Johan (John) Stevens (Stefenson)

John Stevens, together with his eldest son, Haaken, arrived in the Sheyenne Valley in 1882. John, who was a carpenter by trade, soon found work building homes for the many settlers that were daily coming into the valley and the prairies on either side.

Haaken, having no particular trade, hired out as a farm laborer. His job was to break sod with a plow and a yoke of oxen. This surely tested his fortitude and temperament. The following year, in 1883, Mary Stevens, the wife of John and the two children, Ole and Maren, arrived to join John and Haaken. The addition to the family required that a home be built and as was the custom then, a sod house with a lean-to was built. The lean-to served as a summer kitchen and for storage in the winter.

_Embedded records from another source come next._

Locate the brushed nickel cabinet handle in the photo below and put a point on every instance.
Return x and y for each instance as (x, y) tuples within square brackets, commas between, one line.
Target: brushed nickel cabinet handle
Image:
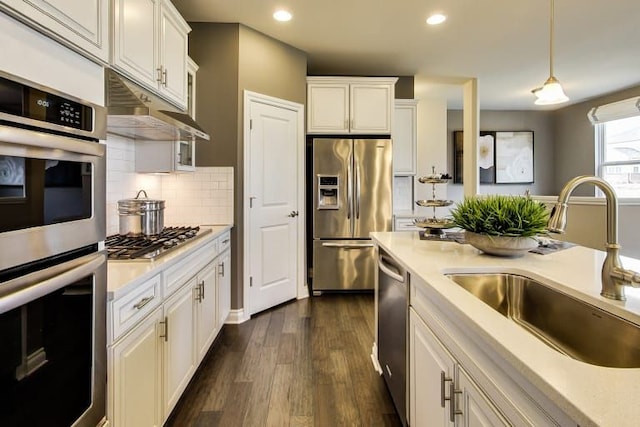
[(452, 403), (143, 302), (166, 329), (159, 75), (198, 293), (443, 380)]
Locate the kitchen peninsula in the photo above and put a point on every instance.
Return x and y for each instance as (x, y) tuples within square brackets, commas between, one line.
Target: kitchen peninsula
[(500, 373)]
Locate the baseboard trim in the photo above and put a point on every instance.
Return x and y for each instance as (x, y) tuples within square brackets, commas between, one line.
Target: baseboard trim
[(374, 359), (237, 316)]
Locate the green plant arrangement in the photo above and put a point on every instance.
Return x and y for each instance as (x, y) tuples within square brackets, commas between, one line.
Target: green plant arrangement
[(501, 215), (501, 225)]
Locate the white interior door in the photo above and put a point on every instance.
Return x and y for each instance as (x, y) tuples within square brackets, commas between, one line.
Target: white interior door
[(273, 248)]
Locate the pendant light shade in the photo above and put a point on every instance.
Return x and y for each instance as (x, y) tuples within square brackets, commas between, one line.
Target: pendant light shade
[(551, 91)]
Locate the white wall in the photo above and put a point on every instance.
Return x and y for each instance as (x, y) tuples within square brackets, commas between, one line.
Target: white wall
[(198, 198), (432, 148)]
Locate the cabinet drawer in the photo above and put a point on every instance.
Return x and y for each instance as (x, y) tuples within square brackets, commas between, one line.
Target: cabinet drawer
[(130, 309), (224, 242), (179, 273)]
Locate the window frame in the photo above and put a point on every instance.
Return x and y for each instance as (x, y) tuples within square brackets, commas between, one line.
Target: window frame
[(600, 145)]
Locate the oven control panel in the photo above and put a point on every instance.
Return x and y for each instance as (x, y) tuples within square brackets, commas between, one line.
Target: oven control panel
[(22, 100)]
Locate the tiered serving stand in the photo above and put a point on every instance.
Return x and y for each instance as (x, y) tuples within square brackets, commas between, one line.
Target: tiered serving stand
[(434, 225)]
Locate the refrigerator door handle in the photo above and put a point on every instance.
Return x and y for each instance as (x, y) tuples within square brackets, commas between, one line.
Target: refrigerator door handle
[(357, 191), (387, 267), (348, 245), (350, 189)]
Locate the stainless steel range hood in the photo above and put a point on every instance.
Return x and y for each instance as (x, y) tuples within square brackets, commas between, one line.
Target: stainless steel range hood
[(135, 112)]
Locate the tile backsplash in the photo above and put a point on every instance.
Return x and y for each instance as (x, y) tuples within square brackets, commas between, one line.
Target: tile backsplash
[(191, 198)]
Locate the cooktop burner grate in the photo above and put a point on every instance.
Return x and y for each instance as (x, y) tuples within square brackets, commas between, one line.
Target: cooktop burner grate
[(122, 247)]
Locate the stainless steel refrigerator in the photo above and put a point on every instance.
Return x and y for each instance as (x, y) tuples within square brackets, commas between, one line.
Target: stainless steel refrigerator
[(352, 190)]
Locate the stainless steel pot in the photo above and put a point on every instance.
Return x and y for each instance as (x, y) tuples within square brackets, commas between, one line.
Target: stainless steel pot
[(141, 216)]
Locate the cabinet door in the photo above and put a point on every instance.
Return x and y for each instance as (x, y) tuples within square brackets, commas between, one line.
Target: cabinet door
[(371, 108), (224, 287), (477, 410), (82, 24), (135, 376), (205, 310), (179, 345), (404, 137), (328, 108), (428, 359), (135, 40), (192, 69), (173, 54)]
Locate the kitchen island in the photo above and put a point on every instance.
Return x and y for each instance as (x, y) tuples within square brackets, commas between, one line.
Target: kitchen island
[(523, 379)]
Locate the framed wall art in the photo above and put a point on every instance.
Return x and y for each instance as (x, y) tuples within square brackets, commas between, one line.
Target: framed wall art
[(514, 157)]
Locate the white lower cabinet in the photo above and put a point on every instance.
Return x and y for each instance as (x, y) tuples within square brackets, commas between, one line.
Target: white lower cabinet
[(431, 369), (477, 410), (224, 286), (456, 380), (157, 341), (441, 393), (179, 344), (135, 377), (206, 316)]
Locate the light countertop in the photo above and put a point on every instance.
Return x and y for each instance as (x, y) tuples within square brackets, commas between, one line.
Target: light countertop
[(123, 276), (591, 395)]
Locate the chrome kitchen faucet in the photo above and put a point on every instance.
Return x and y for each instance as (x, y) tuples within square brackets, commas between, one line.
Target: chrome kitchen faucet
[(614, 276)]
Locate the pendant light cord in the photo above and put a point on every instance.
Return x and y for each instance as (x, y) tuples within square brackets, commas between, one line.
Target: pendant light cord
[(551, 35)]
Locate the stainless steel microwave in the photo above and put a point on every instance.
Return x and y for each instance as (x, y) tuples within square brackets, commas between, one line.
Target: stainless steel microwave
[(52, 172)]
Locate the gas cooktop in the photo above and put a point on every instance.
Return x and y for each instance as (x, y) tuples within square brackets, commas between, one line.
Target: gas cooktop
[(147, 248)]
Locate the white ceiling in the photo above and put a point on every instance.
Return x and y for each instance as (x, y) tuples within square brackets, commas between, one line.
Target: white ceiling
[(502, 43)]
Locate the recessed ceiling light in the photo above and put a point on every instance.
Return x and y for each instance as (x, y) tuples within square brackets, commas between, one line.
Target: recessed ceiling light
[(436, 18), (282, 15)]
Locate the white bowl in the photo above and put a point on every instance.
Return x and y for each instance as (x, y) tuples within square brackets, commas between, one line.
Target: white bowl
[(506, 246)]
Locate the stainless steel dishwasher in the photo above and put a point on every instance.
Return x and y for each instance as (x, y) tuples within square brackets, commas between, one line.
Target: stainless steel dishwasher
[(393, 283)]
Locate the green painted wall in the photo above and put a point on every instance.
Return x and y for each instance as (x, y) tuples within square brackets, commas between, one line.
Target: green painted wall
[(234, 58)]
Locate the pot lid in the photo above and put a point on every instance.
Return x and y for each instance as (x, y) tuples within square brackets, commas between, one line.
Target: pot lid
[(139, 204)]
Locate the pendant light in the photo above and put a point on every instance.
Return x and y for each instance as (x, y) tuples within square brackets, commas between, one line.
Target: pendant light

By 1884 a pair of oxen had been acquired and fifteen acres of sod were broken. This was sown to wheat, hand seeded and dragged by a homemade harrow pulled by the oxen.

In a year or two the sod house was left for a log cabin made from logs cut and harvested in Minnesota and shipped by rail to Valley City. By the time the house was completed, the health of John Stevens had begun to fail and he soon passed away. The operation of the homestead then fell on Haaken and Ole and they continued in this manner until the marriage of Ole to Mina Anderson on January 26, 1897. Within two years Haaken married Olava Anderson on October 23, 1899 and moved to the Kathryn area. Ole continued to live on the homestead in Section 10, Nelson township, until Ole's death in 1937.

Seven sons and one daughter were born to Ole and Mina. Altogether, thirteen children were born but only eight survived to maturity. Their names were:

  1. Joseph,

  2. Peter,

  3. Melvin,

  4. Edwin,

  5. Alfred,

  6. Martha,

  7. Leonard and

  8. Elmer.

Two sons, Melvin and Joseph, bought the farm after the death of Ole and Joseph still is farming the land.

Alfred, born in 1906, after working in Canada for a period, married Myrtle Thompson and is now retired and lives in Kathryn.